2018年11月4日日曜日

♪ケ・サラ ケ・サラ♪が響いていた頃

3年前の夏、国会議事堂や首相官邸の前では反原発・安倍内閣退陣を求めた
人たちの群れで溢れていた。連日のような行動。

その中で一際目を引いたのは自由の森学園の生徒たちが歌う♪ケ・セラ♪の大合唱だった。

学生の中に大人も交じりケ・セラ、ケ・セラと歌い続けていた。
♪押さえ切れない怒り
 こらえ切れない悲しみ
 そんなことのくり返しだけど
 決して負けはしないさ
 ケ・サラ ケ・サラ ケ・サラ
 僕たちの人生は
 平和と自由もとめて
 生きてゆけばいいのさ

イタリアのホセ・フェリシアーノが有名な革命家たちを歌った歌。日本語訳は岩谷時子だ。青春の1ページとして残っているだけか。

自由の森学園とは埼玉県にある中高一貫の私学。
例えば、歌手の星野源が出た学校。

一時は3万人とも6万人とも10万人とも伝えられたあの人たちはいまはどこに行ってしまったのだろう。青春の1ページとして残っているだけか。

今でも毎週金曜日、反原発を唱え、安倍政治を批判する人達が官邸前にいる。
しかし、その人数は往時よりははるかに少ない。千人くらいの時も有るという。

こういうことを白々しく書いている自分に自己嫌悪めいたものを覚える。体の不調でそこには行けないという理由で。

ハロウィンというバカ騒ぎが渋谷であった。

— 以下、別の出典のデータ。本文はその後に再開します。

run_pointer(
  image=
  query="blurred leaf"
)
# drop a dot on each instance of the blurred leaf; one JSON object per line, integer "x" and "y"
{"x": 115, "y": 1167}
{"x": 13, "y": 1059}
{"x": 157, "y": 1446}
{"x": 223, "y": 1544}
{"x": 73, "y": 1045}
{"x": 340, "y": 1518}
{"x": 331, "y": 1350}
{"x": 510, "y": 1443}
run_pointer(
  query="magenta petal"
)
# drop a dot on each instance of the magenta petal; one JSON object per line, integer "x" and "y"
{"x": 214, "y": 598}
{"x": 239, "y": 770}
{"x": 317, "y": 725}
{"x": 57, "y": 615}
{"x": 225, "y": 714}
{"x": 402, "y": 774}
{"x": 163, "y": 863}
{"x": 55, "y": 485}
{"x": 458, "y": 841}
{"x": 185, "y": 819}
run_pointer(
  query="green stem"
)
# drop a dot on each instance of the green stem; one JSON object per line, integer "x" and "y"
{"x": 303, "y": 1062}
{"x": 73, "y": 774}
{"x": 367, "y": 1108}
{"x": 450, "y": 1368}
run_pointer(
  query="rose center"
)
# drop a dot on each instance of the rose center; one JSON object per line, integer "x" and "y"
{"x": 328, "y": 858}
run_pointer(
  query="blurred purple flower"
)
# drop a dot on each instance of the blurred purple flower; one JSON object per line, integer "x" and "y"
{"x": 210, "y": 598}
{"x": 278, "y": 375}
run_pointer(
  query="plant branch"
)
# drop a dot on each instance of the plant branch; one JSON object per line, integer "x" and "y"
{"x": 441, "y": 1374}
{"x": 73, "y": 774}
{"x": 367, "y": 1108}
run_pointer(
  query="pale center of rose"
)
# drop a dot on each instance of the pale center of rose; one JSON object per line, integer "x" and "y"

多くの群衆が仮装してそこに集まり、無目的に街を荒らしていく。
いわゆる“バカ騒ぎ”をしていた。

渋谷は“解放区”のようになったが、それは昔のカルチェラタンのそれでは無く。

人は化粧をすることによって「気持ち」が変わるという。
病人にいささかの化粧をほどこすと眼が輝いてくるという話もある。

ハロウィンに集った人達。仮装・変装することで、“非日常”なもう一人の自分が誕生する。日頃のうっぷん、不平・不満、働き蜂のような自分から解放されようとして。
そんな風にしか彼らを理解出来ない。

アメリカ大陸では民族大移動が続いている。圧政、暴力、貧困から逃れるために南米ホンジェラスからU・S・Aまでの2千400キロを徒歩で。
日本列島を縦断するより長い距離をただひたすらに歩いている。
仮の寝場所や食料は支援団体がどうにか提供しているようだが。
7千人のうち、半数以上はこども。一縷の希望を持って目指す合衆国。
そこでは武装した1万5千人の武装兵士が待ち受けているという。

彼らは群衆なのか群集なのか。

「孤独な群衆」という論考、「群衆の中の孤独」という論考。

もはやぼんくら老人になった身は「解」を持たない。
♪ケ・サラ♪の歌声だけが耳朶をくすぐる。